One of the year's most controversial films, with a 58% critic's score on Rotten Tomatoes, is streaming on HBO Max from this weekend

Jacob Elordi as Heathcliff and Margot Robbie as Catherine Earnshaw in Wuthering Heights.

It's a film that has sharply divided opinions, with some, like David Sims in The Atlantic, praising it as a "rip-snortingly carnal good time", while others – like Peter Bradshaw in The Guardian – have decried it as an "emotionally hollow, bodice-ripping misfire."

We're talking, of course, about Emerald Fennell's take on "Wuthering Heights" (yes, the quotation marks are intentional on the director's part), which makes its streaming debut this week on HBO Max.

It's rare that a big, mainstream film like this so sharply divides critical opinion straight down the middle. It currently sits at 58% on the Rotten Tomatoes Tomatometer (which measures professional critical opinion) and at a rather more respectable 76% on the site's audience opinion tracker, which suggests that quite a lot of viewers found much to enjoy in the movie.
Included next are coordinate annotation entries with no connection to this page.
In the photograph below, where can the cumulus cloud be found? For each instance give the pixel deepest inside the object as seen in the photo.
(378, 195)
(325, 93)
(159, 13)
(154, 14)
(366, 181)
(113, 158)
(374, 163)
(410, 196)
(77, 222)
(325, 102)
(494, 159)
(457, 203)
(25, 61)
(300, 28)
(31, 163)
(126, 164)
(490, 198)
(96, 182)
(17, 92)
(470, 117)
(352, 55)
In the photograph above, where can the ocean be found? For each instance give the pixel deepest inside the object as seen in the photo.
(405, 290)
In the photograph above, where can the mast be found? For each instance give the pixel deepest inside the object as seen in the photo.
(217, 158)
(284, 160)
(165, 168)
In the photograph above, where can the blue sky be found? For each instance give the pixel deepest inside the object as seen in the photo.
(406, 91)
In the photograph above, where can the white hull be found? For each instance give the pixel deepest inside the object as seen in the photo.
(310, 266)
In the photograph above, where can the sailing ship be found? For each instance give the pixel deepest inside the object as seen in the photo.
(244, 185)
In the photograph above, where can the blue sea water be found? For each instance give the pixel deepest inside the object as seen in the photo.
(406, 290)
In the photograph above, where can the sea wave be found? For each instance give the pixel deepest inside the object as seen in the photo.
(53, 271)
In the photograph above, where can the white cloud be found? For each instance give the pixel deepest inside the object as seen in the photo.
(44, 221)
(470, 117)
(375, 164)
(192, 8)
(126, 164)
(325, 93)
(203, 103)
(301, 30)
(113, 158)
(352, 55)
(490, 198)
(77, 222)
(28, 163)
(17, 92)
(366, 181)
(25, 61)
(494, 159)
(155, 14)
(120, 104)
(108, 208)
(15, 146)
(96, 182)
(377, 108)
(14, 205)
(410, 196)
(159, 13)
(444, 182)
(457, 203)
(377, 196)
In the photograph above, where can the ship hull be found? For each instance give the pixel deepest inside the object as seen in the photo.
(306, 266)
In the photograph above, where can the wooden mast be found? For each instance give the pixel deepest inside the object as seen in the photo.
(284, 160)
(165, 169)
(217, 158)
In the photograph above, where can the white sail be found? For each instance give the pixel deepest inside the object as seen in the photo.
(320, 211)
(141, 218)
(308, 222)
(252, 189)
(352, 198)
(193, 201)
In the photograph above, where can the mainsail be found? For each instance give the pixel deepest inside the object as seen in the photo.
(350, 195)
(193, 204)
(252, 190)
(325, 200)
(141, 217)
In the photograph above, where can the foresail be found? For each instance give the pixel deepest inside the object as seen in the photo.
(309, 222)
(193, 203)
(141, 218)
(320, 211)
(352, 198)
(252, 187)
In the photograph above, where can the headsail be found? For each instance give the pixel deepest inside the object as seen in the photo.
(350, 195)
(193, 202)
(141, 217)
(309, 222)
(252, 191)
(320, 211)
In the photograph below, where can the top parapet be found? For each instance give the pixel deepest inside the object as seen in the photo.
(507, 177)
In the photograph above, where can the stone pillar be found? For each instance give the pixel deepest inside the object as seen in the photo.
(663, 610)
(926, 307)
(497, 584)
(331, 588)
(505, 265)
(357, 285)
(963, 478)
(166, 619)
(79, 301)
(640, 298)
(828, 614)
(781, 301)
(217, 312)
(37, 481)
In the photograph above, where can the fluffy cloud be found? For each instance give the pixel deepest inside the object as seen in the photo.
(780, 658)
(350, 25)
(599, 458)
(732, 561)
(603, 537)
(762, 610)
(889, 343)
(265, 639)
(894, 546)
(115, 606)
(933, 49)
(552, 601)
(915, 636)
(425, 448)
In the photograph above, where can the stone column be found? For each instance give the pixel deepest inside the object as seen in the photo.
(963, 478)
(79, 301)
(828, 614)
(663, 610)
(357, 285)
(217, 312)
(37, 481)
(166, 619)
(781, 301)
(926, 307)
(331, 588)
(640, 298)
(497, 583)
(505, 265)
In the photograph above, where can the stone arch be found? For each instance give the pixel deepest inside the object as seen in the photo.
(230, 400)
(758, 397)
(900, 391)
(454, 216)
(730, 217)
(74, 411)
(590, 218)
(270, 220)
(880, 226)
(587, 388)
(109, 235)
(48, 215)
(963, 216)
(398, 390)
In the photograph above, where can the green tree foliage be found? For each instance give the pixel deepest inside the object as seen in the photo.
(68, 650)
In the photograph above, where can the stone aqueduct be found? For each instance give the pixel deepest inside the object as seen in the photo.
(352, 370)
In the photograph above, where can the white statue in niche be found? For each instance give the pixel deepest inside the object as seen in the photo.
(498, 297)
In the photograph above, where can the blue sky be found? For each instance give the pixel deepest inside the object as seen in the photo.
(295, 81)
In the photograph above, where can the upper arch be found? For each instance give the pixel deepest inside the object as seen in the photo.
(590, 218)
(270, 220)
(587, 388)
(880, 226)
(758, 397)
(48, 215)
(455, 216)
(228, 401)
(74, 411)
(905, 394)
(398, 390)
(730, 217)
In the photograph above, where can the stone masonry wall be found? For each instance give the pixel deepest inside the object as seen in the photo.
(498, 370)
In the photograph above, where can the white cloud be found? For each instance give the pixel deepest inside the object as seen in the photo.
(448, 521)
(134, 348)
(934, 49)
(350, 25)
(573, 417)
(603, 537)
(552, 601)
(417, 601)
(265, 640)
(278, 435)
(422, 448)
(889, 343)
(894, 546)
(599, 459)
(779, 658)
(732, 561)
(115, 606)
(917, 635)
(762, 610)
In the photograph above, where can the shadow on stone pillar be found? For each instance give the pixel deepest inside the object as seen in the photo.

"Wuthering Heights" is inspired by the all time classic 1847 novel by Emily Brontë. The story follows the troubled romance between young Cathy Earnshaw (Margot Robbie) and a handsome but brooding outcast named Heathcliff (Jacob Elordi). The two meet as youngsters and form an undeniable attraction. By the time they have grown up, however, Cathy is planning to marry a wealthy textile merchant named Edgar Linton (Shazad Latif), which leads Heathcliff to spiral into bitter jealousy. And so begins a tale of deep romantic longing and toxic obsession.

Like we said at the top, Emerald Fennell's new version of the story (which only really adapts the first half of the book, for spoilery reasons we won't get into here) has proven a touch divisive. Our own Molly Edwards offered a more positive view of the film, stating in an op-ed that "Fennell has done exactly what she set out to do: bring her own version of the novel to the screen."

Now that it's coming to HBO Max, those that didn't see the film in the cinema can decide what they make of it for themselves.

"Wuthering Heights" is streaming on HBO Max from May 1.